Josh took my arm and helped me back up the porch roof, to the bedroom window, lifted me bodily through the window, and set me down on the floor. “Weaving a damned forty-foot spider web on the front of your house and crawling around on it isn’t an accident,” he said grimly. “It’s one hundred percent premeditated stupidity.”
“Why do you always have to look at everything in the worst possible light?” I inquired irritably.
“I can’t imagine. Maybe experience?”
“Can I explain?”
“I wouldn’t miss that for the world. You can start explaining right after I set your idiot ass on fire.”
“So, you get to be the both the judge and jury, is that it?”
Josh nodded. “Yep. And let’s not forget executioner.”
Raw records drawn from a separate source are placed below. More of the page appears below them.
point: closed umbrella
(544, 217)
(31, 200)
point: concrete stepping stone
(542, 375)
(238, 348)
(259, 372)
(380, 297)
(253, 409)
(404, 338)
The sentence was pretty much pre-ordained, of course, and executed moments after he pulled me back through the bedroom window. Once he had checked me out for damage, (there was none) he dumped me over a big pile of pillows, took a couple of seconds to locate my big wooden hairbrush, then shoved the ripped black tights of the tick outfit down around my knees. When the first blows cracked across my chilled cheeks, I began yowling at the top of my lungs and tried to crawl off the bed, got tangled in the bedspread, and tore off three of my stumpy little tick legs. Josh tossed the legs aside, pulled my tights all the way down to my ankles, and stuck another pillow under me. Then, apparently rethinking the situation, he rolled up his shirt-sleeves, took off his belt, and started over from the beginning, with a more serious implement.
* * * *
On a scale of one to ten, I’d call this one a fourteen. Not only was Josh in a really grumpy mood, I had scared him, and scaring Josh always earns me a bit of extra, unwanted attention. In the course of our seventeen years of marriage, Josh has somehow gotten it in his head that I tend to be careless about my own safety and well-being, and when he thinks I’ve put myself in danger, he can be a real bear about it.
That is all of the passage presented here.